Liturgisch lied – september 2022

TOUR DE CHANT – een lied onder de loep

Gerard Swüste

‘EEN SCHOOT VAN ONTFERMING’

tekst: Huub Oosterhuis; muziek: Antoine Oomen

Een schoot van ontferming is onze God.

Hij heeft ons gezocht en gezien

zoals de opgaande zon aan de hemel.

Hij is ons verschenen toen wij in

duisternis waren, in schaduw van dood.

Hij zal onze voeten richten

op de weg van de vrede.

In het Verzameld Liedboek staat onder dit lied met kleine letters: Lucas 1:77-79. In die Schriftpassage vertelt Lucas over de geboorte van Johannes de Doper. Toen een engel negen maanden eerder aan Zacharias kwam vertellen dat zijn vrouw Elisabeth een zoon zou krijgen, was er bij hem sprake van verbazing en ongeloof. Voor straf kon Zacharias negen maanden lang geen woord uitbrengen. Hij was letterlijk met stomheid geslagen. Maar als zijn zoon geboren is, wordt zijn zwijgen doorbroken en zingt hij een lofzang die bekend staat als het Benedictus. Het slot van die lofzang luidt in de vertaling van de Naardense Bijbel:

Het is door het innige ontfermen van onze God

dat uit den hoge naar ons komt omzien de opgaande zon,

en gaat schijnen voor wie neerzitten

in duisternis en schaduw des doods,

om onze voeten te richten op de weg van de vrede.

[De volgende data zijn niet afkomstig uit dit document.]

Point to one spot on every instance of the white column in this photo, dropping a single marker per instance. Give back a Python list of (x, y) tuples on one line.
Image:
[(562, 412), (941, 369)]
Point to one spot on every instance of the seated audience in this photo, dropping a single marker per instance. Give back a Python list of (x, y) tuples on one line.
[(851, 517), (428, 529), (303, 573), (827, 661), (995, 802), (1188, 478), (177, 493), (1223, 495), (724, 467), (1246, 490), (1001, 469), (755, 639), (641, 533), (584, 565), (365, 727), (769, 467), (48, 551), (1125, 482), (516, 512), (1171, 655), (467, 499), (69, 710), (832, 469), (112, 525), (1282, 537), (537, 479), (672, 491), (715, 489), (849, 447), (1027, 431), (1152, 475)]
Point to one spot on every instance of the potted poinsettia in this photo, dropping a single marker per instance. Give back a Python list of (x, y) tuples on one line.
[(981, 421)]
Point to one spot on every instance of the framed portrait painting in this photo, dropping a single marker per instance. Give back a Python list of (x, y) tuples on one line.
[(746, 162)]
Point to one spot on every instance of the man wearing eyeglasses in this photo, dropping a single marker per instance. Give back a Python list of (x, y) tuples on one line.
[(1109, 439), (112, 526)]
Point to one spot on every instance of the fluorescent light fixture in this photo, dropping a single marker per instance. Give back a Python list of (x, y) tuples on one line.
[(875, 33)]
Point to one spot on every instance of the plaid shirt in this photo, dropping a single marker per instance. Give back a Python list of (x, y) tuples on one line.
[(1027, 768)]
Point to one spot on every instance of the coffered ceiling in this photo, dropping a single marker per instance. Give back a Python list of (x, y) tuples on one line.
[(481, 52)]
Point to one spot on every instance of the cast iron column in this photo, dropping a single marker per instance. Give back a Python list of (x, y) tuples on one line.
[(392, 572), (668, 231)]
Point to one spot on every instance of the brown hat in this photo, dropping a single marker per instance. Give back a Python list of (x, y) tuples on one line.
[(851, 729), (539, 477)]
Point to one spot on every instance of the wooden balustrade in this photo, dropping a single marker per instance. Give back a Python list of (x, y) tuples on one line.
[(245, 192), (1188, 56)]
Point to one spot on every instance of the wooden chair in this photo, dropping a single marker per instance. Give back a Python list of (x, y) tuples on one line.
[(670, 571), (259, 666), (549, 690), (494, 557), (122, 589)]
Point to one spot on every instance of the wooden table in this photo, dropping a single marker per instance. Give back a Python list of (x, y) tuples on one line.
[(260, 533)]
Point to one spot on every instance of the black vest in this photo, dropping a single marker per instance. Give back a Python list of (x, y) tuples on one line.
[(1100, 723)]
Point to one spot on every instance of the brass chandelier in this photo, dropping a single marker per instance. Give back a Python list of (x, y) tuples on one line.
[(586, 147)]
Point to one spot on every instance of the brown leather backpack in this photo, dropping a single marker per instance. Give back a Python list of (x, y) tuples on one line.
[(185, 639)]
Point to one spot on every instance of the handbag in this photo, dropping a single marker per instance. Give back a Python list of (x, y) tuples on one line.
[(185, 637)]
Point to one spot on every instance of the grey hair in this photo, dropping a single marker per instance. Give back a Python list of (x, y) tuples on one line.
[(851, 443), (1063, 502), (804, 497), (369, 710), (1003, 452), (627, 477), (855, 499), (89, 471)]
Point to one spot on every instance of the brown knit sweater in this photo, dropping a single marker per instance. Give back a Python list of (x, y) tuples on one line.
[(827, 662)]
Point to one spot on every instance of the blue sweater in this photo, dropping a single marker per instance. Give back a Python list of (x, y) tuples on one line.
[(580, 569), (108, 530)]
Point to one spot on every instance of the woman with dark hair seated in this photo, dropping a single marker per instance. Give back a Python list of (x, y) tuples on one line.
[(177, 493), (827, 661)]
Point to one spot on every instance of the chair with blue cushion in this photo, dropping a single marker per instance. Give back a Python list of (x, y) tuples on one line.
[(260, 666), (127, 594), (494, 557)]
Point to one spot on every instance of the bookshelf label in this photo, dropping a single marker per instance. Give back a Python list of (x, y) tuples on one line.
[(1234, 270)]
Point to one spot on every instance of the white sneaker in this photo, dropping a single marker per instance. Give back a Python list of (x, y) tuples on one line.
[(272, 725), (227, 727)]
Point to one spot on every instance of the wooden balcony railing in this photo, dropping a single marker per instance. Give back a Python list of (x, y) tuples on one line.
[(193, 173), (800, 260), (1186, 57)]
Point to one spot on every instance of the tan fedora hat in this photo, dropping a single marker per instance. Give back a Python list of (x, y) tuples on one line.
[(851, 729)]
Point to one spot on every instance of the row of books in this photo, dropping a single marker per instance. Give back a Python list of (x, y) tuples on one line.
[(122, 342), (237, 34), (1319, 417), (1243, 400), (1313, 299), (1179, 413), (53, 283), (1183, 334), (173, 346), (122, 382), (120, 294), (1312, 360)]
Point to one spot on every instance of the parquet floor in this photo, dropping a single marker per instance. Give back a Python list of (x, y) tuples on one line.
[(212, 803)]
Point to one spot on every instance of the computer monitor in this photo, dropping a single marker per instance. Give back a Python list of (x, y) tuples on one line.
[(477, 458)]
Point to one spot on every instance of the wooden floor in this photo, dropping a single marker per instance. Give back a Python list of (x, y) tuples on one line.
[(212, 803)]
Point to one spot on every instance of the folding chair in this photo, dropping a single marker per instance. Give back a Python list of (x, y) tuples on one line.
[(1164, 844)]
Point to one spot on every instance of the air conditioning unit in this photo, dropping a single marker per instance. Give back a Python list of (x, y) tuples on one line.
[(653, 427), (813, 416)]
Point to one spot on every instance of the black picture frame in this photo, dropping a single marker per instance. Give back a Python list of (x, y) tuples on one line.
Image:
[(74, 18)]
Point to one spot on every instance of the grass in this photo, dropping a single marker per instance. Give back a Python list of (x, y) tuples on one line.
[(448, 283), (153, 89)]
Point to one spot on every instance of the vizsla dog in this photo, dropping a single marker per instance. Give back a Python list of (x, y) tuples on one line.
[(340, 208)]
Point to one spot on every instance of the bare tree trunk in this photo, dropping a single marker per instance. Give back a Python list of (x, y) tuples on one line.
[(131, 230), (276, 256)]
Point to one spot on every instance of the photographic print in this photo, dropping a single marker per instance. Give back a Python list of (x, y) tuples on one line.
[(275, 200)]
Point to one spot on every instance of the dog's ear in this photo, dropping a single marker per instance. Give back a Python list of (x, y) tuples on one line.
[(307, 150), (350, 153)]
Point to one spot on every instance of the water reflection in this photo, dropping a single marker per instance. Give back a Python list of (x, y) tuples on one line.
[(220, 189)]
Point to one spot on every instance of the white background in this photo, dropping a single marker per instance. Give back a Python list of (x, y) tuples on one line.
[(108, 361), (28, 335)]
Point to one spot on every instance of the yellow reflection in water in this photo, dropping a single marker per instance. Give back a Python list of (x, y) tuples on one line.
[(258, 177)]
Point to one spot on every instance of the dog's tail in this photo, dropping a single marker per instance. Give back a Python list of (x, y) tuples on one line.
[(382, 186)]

Je zou het lied Een schoot van ontferming dus een Benedictus-vrij kunnen noemen. Een belangrijk woord in dit lied lijkt te zijn: ontferming. Dat woord heeft hier niet de klank van het aloude ‘ontferm U over ons’, dat ook altijd de betekenis met zich meedraagt van het smeekgebed ‘heb medelijden met ons’. Hier is bedoeld een letterlijk mede-lijden: ontfermen is hier dat God zich betrokken voelt bij mensen, dat God zich verantwoordelijk weet voor mensen, omziet naar mensen. Er is niet voor niets nadrukkelijk sprake van ‘onze’ God. Niet zozeer een god die ‘van ons’ is, maar wel degelijk een die er ‘voor’ ons is. Die God wordt in dit lied bezongen als ‘een schoot van ontferming’. En dat moet wel ongeveer de warmste en veiligste plek op aarde zijn. Geborgener kan bijna niet.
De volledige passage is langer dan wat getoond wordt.